In fact, I began to segue from engineering into sales and marketing about a decade into my career. Not only was that the key to becoming business savvy, it also turned out to be a catalyst in reaching the executive management level.
There will be plenty of time for you to focus on what you do best later in your career, but early on, you want to cast a pretty wide net and increase your exposure. Broadening your perspective, going where opportunity takes you, and doing what scares you can all be career game changers.
Think Big … Company
Next to finding my way to the high-tech industry, the hands-down best move I made right out of college was going to work for a big, industry-leading company. That hands-on experience gave me a solid foundation in engineering design, project management, problem solving, and people management.
Ironically, that’s also where I learned to groom my own career instead of expecting the company to do it for me. The tools I learned and the confidence and maturity I gained during that period were both transferrable and scalable – helping me to become an effective senior leader with companies big and small.
Working for an outstanding big company right out of school exposes you to a broad range of experiences, teaches you basic skills and best practices, helps you get out and build your professional network, and prepares you to excel at whatever you find your best suited for – at whatever level you’re capable of achieving.
It should come as no surprise that many if not most of the successful entrepreneurs and CEOs I’ve known got their start at big-name companies like IBM, Intel, and Microsoft.
Forget About Money
Today, senior executives of public companies are primarily compensated in the form of equity, not cash. That’s especially true in the technology sector where a growing number of CEOs make $1 a year; the rest is stock and options. The logic is, if they do great work and their companies grow and make money, their shareholders make money and so do they. Everybody’s on the same page. Sort of makes sense, doesn’t it?
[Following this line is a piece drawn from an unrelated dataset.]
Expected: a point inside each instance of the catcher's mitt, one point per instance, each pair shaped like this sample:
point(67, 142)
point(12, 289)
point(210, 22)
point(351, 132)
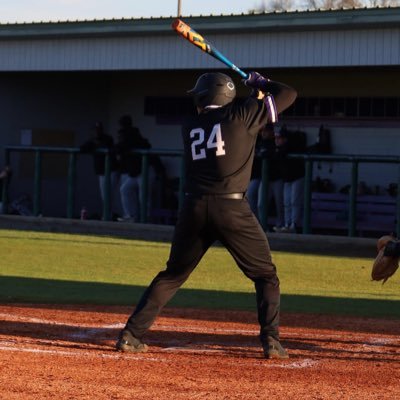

Why not approach your career the same way? Yes, I know you need to eat, a place to sleep, and a way to get around. You need to go out and have a good time and buy presents on holidays. And you certainly don’t want to get screwed by the man. I get that. But while the traditional worker worries about his next paycheck, you’ll do better off in the long run by thinking long-term.
That’s how I’ve always approached my career: First and foremost I took on as much responsibility as I could get my hands on and did the very best job I possibly could. Even as a relatively low-level employee, I felt as if it was my company. Guess what? That’s how founders and executives act. And that’s how they move up the ladder and make the big bucks .... in equity.
All three stories provide counterintuitive lessons, but that’s usually the way experience works. It’s never what you expect. Cast a wide net, think big company, and forget about the money. If you follow that advice early on, you’ll have a much better chance of being successful at running your own show.